Je vois s'ouvrir la nuit livide De remords fous et de regret. Dans tous les chemins où j'irai Je sentirai ta place vide.

Les flots pâles et lourds en chœur Chantent l'hymne de la tourmente, Et je crispe ma main vivante Sur les battements de mon cœur.

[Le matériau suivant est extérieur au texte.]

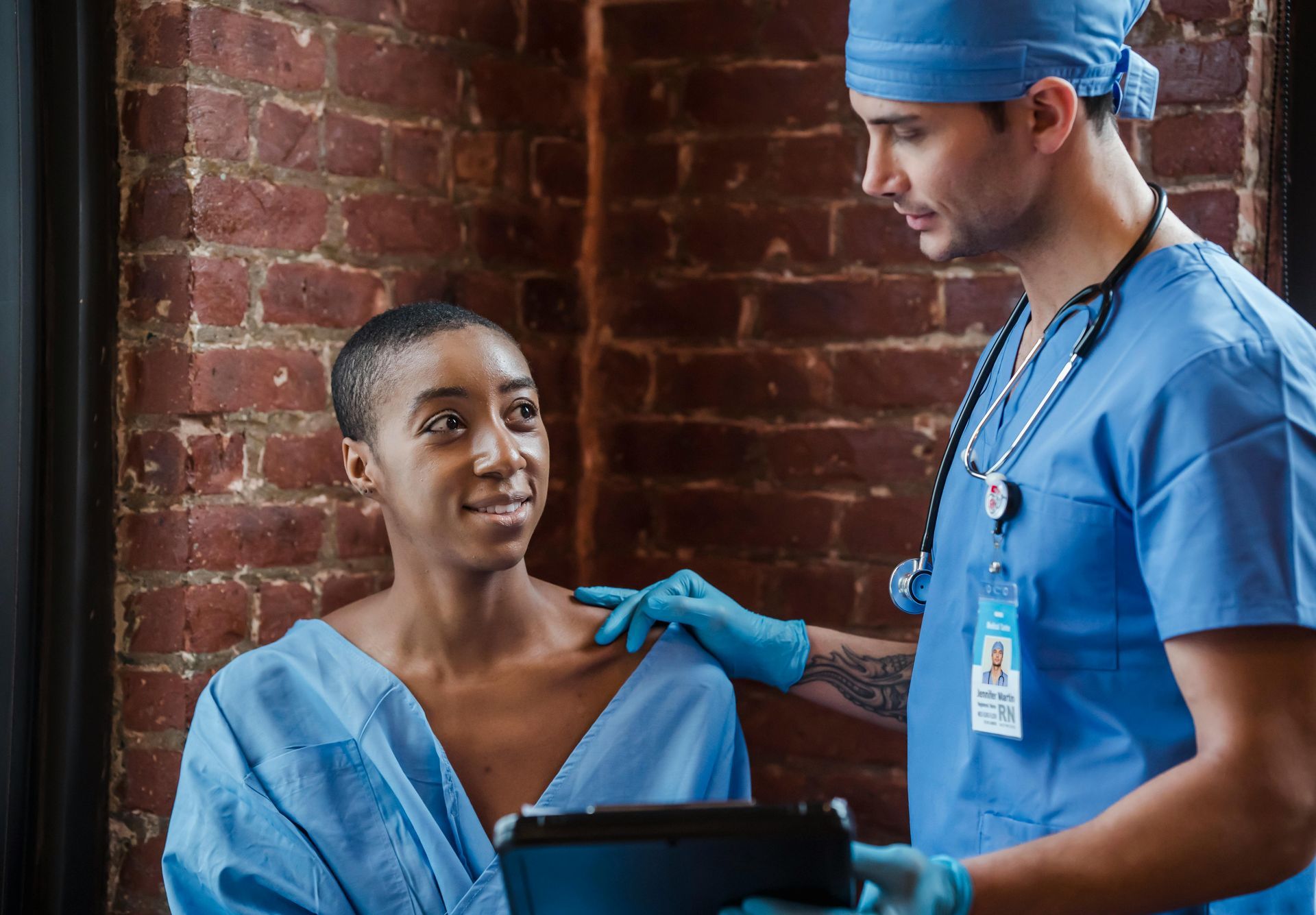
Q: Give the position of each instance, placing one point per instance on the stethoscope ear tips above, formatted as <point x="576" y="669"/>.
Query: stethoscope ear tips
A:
<point x="910" y="585"/>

Je vois, pressés dans la pénombre, Les cavaliers de cauchemar Qui suivent le grand chef hagard Brandissant la bannière d'ombre.

Spectre effaré, spectre du mal, Roi morne, tu fuis d'épouvante Dans le flot indécis que hante La crinière de ton cheval !

Ils vont dans un galop suprême Courbés devant ce que je fus, Je vois leurs grands gestes confus Et révoltés sur le ciel blême.

Et je veux leurs remords, je veux Le silence affreux de leurs râles, La fixité de leurs yeux pâles Dans l'ouragan de leurs cheveux.

Oh ! ma douleur n'a pas de cesse ; Mêlant mes amours et mes deuils, J'irai rôder dans les écueils Comme le vent et la tristesse.

Je suis sous le ciel désolé Les phares tristes sur les grèves ; Je suis le silence des rêves Parmi le désert étoilé.